Refuse to transfer me to labour suite because "it's too soon".

Offer to run a bath when I request an epidural that might help bring down my extremely high blood pressure.

Forget to phone DP to come in after I had transferred to labour suite. Ended up alone for 8 hours.

Uriel · 05/12/2009 02:48

To the hospital midwives who sent me for a lukewarm bath when I told them I couldn't take the pain anymore and then 15 minutes later told me it was too late for pain relief - refresher training please. I had dc 30 minutes after that.

To the midwives I had for my homebirths - can't praise them enough. Fantastic care.

jabberwocky · 05/12/2009 03:25

I'm in the US so realize that this may be completely disregarded but as a 5 year contributor to MN I have read quite a bit about UK deliveries.

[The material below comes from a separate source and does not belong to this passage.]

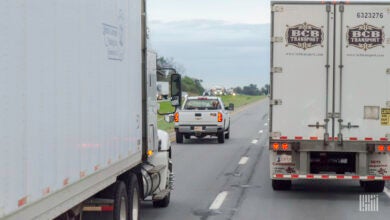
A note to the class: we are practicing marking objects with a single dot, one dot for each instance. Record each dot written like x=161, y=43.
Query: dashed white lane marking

I used a MW in the US for my first birth and ds1 almost did not survive the experience. We were in a teaching hospital here and had possibly similar care to that of the NHS. With ds2 I went with more typical US pre-natal care and an elective section (since I had PN PTSD after ds1's birth). It was wonderful. So, after reading and reviewing more natural types of births with MWs and discussing the more medical births we have here I say "Give me the medical birth with the private room and the lactation consultant every time!".